Certains musées européens, notamment le musée du Quai Branly à Paris, regorgent d’objets d’art qualifiés « d’extra-européens ». Parmi ces objets, ceux provenant du continent africain sont pour la plupart arrivés en Europe au cours de trois périodes : à partir de la fin du XIXe siècle, avec le début de la colonisation ; au milieu du XXe siècle, temps des grandes expéditions ethnographiques, et au lendemain des indépendances dans les années 1960.

Le mode d’acquisition d’un grand nombre de ces objets, principalement pendant la colonisation, est problématique. Ils sont parfois le fruit de butins de guerre, de pillages, de vols ou d’achats à vil prix. Or si la légalité de leur acquisition est contestable aujourd’hui, ces artefacts font partie du domaine public français et sont en conséquence considérés comme inaliénables.

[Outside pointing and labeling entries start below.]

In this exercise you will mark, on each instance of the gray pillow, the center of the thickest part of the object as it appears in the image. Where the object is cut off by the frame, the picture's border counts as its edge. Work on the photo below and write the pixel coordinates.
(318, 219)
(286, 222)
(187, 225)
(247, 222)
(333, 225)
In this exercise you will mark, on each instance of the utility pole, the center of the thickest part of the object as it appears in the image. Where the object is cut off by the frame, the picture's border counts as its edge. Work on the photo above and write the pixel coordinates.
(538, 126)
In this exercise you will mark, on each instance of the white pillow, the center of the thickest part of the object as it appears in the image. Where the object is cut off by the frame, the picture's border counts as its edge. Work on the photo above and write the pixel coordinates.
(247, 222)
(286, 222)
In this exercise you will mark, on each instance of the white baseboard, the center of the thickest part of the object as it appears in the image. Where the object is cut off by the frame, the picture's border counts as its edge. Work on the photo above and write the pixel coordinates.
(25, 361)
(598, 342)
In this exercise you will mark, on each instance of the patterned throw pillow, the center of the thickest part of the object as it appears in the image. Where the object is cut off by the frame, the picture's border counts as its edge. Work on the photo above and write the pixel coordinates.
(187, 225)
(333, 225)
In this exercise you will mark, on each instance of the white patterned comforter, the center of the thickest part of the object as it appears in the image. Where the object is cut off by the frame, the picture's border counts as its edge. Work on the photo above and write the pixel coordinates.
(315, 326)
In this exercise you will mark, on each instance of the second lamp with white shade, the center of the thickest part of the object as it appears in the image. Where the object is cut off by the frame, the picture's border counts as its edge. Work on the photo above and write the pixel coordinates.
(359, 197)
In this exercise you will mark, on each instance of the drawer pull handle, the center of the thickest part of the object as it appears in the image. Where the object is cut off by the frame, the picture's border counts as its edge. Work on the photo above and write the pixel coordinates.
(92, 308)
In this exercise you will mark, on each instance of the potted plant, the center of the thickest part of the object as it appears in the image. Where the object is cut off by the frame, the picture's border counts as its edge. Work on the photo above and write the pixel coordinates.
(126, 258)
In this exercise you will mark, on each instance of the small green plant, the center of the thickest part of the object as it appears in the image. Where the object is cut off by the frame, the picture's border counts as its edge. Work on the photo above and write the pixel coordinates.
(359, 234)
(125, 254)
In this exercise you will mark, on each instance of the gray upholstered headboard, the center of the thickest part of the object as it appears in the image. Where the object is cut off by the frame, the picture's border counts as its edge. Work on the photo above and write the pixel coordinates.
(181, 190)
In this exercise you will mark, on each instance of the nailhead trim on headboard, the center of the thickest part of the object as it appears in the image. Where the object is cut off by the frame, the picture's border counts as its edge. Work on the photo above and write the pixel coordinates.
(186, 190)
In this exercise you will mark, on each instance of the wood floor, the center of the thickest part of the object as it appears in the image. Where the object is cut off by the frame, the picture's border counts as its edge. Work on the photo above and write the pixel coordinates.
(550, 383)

Cet obstacle juridique à la restitution semble toutefois surmontable puisqu’une loi a été adoptée par l’Assemblée nationale le 17 décembre 2020. Il est intéressant de noter qu’il ne s’agit toutefois pas d’une loi pouvant créer un cadre juridique pour de futures restitutions puisqu’elle ne s’applique qu’à vingt-sept objets. Celle-ci prévoit, entre autres, le retour de trois statues anthropomorphes représentant les rois du royaume d’Abomey (sud-ouest de l’actuel Bénin), exposées jusqu’à maintenant au musée du Quai Branly (voir illustration ci-dessous). Ces oeuvres avaient été prises au sein du palais royal lors d’une expédition menée par le général Dodds en 1892 et envoyées au musée du Trocadéro en tant que butin de guerre en 1893.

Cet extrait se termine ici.